The telephone began ringing, incessantly, almost annoyingly. It was about 7.30 in the evening. I had just returned home after a hard day’s work under the blazing studio “solars” and “babies.” I was tired, feeling as if I was convalescing after a severe illness. After washing off the day’s weariness, I had thrown myself on the bed and was almost fast asleep the next moment. Sleep heavy on my eyelids, I had shouted: “For God’s sake, somebody attend to the phone.” Then I heard someone entering my room and picking up the receiver. Suddenly, as if by some kind of telepathic instinct, I sat up, and said: “Wait, it is Nanda—it’s for me.” Sure enough, it was. There was all that familiar excitement. My weariness was gone.
It was the beginning of another of those long telephone conversations. Of late we had resorted to them for want of leisure to meet, to set off on those long drives to Khandala at some unearthly hour or dash into one of those posh eateries after everybody else has deserted it and the board outside indicating that lunch time is almost over, or drive to one of those lovely sea-shores when there isn’t a soul around.
“Where have you been all these years?” Nanda asked, frantically. “I almost thought I had lost you, Waheeda.”
Years? That’s Nanda’s way of putting it. We had not met (or talked on the phone) for just 20 days.
We almost began as foes, it was about nine years ago that I had landed in Bombay to work in films. It all looked so strange, so stuffy and unnatural, this Bombay life. I didn’t know many people in the film industry and I was myself a nonentity then, the future holding a big question mark.
On my way to the studio, I used to pass by the Plaza Cinema. Outside there was a huge poster of a Marathi film. “Shevgyache Shenga.” It didn’t change for months—the film was very popular. There was a little girl in the cast—Baby Nanda. She had given a fine performance, somebody had casually told me.
A year or so later, I was shooting for “Kaagaz Ke Phool,” at the Central Studio (now defunct). On another stage in the same studio there was another film, “Naya Sansar.” I had come to be recognized as an actress after my role in “Pyaasa.” Nanda had liked my performance and since we were shooting at the same studio, she had thought of meeting me.
I did not know of her plans. l am very quiet by nature and my expressions off the screen can be confusing.
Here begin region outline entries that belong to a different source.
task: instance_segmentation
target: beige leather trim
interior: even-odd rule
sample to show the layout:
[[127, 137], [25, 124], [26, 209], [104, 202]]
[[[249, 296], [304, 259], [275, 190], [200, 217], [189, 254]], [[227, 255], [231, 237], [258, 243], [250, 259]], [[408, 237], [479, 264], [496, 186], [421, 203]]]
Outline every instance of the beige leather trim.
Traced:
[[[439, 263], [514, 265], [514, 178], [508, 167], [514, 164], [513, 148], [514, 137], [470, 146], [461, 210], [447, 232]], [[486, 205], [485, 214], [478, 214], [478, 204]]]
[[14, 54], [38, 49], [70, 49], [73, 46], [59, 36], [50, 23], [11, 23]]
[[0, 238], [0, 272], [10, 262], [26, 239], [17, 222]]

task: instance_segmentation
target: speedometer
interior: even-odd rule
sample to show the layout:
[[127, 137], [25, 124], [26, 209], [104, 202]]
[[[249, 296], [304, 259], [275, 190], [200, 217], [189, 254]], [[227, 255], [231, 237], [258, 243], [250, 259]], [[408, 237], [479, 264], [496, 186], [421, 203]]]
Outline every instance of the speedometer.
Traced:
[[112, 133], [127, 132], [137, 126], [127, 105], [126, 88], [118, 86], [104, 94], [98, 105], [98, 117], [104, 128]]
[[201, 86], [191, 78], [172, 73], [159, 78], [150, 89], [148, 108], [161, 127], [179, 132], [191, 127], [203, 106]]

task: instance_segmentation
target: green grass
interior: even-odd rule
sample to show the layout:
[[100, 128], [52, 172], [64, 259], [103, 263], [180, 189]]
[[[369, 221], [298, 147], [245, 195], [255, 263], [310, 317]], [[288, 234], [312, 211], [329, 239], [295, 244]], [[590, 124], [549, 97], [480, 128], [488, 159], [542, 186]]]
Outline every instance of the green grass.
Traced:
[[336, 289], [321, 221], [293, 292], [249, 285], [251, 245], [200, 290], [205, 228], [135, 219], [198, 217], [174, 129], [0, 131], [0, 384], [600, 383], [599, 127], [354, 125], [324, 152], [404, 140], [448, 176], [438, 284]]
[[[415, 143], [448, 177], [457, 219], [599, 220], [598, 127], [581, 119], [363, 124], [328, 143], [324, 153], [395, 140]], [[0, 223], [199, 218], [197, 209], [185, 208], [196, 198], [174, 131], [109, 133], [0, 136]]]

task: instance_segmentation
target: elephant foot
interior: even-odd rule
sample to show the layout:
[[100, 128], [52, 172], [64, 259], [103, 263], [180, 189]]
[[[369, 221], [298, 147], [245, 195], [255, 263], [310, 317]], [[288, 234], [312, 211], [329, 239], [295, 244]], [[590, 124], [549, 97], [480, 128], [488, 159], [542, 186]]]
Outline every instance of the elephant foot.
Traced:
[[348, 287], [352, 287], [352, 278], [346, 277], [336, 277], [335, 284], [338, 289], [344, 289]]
As I was going up the stairs to my make-up room a charming little girl passed by. She wished me, it seems, and I didn’t even smile back: I hadn’t heard her greeting. Nanda misunderstood, naturally, and decided she would never even look at me.
But we were destined to be friends. Shortly after, I was signed up for “Kala Bazar.” Nanda too had a starring role in it. The first day I reported for work, director Vijay Anand introduced us. She quickly reacted with a wry look. But as the days passed we became so fond of each other that we would go to the studio an hour earlier just to sit and talk.
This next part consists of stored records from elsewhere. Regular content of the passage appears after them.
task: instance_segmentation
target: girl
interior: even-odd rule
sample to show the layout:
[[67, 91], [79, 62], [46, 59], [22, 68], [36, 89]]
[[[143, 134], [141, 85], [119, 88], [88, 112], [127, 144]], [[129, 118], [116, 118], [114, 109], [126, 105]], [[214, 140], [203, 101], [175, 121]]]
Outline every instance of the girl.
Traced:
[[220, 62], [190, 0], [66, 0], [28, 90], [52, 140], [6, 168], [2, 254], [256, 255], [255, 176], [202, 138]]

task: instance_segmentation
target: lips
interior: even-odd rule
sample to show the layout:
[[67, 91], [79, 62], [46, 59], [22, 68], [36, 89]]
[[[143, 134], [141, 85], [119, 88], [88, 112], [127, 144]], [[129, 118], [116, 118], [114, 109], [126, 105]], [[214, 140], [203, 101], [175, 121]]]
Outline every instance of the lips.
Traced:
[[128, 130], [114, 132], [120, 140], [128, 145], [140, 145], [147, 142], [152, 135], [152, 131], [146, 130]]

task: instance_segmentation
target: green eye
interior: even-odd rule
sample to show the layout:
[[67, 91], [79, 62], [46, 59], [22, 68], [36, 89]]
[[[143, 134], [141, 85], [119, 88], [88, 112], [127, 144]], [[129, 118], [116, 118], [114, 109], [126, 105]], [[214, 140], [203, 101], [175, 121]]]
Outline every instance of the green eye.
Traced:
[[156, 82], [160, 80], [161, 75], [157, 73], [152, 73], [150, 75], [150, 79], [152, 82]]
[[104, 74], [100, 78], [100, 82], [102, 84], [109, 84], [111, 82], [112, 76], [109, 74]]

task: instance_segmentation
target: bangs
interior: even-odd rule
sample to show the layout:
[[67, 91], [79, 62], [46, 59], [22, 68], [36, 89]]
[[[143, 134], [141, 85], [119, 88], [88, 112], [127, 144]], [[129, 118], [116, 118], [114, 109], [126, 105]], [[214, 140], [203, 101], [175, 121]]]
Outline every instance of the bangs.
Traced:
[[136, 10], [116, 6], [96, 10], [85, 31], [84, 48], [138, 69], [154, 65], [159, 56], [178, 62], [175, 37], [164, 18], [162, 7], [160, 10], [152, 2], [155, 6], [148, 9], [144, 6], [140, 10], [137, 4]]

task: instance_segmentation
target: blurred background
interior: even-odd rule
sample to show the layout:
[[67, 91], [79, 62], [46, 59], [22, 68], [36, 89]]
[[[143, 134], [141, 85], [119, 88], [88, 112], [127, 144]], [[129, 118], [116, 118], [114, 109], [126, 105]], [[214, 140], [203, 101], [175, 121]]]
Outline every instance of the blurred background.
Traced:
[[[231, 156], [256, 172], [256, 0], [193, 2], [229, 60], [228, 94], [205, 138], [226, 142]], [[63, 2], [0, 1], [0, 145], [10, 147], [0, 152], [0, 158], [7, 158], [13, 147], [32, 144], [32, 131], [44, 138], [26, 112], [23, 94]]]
We had joined hands in a pact of friendship. I have often wondered what is it that holds us together so closely. It is true we have many things in common. The lists of our likes and dislikes are identical. We have absolute faith in our respective religions but—no dogmas for us. We do not subscribe to extremes, it is always a happy compromise. We are also fatalists.
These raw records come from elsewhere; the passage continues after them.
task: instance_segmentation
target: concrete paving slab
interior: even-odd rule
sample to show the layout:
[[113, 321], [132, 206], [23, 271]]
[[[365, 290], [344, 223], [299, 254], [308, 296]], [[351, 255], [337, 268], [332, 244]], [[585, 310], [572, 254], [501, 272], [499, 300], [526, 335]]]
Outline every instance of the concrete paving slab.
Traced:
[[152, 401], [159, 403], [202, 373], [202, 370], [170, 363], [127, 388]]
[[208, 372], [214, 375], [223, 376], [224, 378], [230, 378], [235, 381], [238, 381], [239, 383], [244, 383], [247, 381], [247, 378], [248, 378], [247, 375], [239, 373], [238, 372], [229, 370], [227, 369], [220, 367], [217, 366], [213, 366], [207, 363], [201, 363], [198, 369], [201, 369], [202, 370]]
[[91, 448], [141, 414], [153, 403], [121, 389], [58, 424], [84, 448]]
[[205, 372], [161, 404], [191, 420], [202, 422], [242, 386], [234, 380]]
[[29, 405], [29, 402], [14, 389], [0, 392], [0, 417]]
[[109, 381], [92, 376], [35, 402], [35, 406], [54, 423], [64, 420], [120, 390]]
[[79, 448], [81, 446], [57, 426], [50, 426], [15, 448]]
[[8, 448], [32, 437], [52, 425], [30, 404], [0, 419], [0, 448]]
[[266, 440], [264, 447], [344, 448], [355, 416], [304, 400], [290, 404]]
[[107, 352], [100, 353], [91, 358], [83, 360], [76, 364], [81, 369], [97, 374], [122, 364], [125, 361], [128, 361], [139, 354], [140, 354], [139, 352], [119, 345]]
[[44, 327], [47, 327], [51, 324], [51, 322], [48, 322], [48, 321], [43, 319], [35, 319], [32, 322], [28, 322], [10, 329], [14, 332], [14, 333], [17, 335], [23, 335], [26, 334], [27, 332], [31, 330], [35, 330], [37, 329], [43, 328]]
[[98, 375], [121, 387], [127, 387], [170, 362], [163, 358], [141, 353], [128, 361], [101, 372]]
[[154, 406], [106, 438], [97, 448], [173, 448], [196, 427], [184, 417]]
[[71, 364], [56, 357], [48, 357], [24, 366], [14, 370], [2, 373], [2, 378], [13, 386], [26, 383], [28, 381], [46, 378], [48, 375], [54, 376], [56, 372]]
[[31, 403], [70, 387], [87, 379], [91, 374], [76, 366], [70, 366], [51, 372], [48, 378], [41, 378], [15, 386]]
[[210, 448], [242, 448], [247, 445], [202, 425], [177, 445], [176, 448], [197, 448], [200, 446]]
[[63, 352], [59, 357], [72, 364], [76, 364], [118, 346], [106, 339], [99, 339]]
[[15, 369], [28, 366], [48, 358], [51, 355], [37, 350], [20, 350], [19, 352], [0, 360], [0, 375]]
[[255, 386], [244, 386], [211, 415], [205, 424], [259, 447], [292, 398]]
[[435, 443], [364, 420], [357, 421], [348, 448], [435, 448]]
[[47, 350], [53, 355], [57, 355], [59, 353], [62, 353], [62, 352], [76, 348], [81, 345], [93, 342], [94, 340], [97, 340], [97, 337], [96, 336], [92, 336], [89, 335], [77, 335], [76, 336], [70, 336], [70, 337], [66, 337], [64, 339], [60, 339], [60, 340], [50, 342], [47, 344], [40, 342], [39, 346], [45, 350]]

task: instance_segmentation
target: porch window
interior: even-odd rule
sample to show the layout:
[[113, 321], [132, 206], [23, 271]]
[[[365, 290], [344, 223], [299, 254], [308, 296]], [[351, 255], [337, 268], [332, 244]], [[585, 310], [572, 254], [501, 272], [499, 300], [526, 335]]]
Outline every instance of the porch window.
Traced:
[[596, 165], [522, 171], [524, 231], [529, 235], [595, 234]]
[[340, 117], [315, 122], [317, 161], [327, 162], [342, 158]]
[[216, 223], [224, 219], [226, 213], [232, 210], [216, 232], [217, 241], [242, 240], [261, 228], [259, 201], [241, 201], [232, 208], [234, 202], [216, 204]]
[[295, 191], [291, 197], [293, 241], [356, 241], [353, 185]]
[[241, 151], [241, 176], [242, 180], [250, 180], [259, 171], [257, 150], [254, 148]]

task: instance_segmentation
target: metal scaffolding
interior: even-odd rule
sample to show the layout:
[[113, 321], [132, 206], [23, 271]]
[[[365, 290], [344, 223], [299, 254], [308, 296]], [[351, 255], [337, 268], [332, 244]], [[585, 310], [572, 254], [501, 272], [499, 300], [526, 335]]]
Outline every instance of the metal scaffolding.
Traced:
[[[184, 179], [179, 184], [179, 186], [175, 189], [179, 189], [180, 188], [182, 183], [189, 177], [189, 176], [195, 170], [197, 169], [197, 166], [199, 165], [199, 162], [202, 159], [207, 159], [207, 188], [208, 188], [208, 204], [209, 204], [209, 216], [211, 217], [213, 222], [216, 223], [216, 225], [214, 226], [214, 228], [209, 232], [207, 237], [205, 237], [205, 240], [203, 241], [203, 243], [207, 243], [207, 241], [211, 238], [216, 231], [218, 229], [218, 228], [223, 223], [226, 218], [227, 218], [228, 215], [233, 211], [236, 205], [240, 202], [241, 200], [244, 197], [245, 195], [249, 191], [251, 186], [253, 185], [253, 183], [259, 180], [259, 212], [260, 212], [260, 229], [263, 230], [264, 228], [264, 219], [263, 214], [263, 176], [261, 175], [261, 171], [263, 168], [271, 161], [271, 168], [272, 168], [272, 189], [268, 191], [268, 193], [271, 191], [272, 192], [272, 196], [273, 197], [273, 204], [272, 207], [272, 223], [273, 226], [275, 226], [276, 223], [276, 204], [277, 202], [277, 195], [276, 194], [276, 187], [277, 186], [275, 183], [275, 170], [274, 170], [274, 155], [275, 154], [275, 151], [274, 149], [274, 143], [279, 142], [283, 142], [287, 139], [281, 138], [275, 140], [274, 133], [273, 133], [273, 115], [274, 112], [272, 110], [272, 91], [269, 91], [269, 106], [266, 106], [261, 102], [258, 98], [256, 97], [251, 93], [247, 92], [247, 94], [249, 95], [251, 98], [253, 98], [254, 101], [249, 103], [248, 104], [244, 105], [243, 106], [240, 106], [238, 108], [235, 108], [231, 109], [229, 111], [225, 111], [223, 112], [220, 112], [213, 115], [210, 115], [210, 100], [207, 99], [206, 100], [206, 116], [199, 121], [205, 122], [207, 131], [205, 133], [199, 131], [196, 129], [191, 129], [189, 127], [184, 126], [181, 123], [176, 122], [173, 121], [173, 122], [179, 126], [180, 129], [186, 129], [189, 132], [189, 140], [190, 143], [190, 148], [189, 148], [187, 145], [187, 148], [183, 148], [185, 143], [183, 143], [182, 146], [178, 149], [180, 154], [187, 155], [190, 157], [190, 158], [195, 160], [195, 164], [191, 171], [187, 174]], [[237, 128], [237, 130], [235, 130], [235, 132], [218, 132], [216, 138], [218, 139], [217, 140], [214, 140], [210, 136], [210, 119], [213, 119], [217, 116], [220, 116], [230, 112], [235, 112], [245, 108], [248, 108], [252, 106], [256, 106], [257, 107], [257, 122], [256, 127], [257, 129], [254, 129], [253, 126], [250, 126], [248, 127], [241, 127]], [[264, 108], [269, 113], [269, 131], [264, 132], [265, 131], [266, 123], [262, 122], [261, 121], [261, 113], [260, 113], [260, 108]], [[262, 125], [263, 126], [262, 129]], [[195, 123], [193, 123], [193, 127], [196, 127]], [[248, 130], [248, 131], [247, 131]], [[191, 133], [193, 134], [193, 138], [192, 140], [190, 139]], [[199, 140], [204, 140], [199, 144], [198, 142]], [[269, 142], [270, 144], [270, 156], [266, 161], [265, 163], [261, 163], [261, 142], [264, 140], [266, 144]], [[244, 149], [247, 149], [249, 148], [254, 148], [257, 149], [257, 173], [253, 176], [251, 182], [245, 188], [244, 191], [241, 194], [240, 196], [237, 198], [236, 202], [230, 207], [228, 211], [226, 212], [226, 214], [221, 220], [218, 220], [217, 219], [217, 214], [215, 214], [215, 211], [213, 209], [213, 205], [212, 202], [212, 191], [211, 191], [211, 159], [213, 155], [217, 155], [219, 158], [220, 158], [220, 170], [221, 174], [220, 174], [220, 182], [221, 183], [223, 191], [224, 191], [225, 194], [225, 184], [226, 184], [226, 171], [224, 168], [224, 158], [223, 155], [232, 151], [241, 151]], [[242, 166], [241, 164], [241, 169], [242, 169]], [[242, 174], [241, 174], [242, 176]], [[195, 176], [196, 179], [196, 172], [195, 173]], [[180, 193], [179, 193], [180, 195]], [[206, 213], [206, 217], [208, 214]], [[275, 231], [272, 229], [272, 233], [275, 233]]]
Nanda has an enormous sense of humor. She can burst into loud laughter without provocation, but that’s only when she is with people she likes. It is difficult to pin-point her attraction. Perhaps it is a mixture of her simple but immense charm, her disarming smile and the most important ingredient (to me at least) the way she talks.
She is fond of films, any film is good enough for her. But she always insists that I accompany her. She is very sensitive and sentimental. I am even more so.
Once I remember we went to see “I Want To Live.” We were both weeping after the show.
And she is not the kind to fuss over anything. I have learned quite a few things from her.
Yet there was a time when Nanda nearly faced a nervous breakdown. After her fine delineation of those deglamorised roles in a series of films, they kept type casting her. Nanda was distressed. She longed for glamorous roles. And they wouldn’t come to her somehow. She used to be in tears. Then came the break with her first glamorous role in “Jab Jab Phool Khile.”
But to get back to the telephone. Every time we finish a phone conversation, Nanda comes out with a bright idea. This time too she had a bright idea. “Listen, Waheeda,” she said. “How about getting married?” “What!” I gasped. Her explanation: When we get married, it will be on the same day and it won’t be an arranged marriage for us, please. Say some kind of love marriage and then even after marriage, the same warm friendship. Yes? But then who knows? After all we are fatalists. That’s how the long conversation ended that day.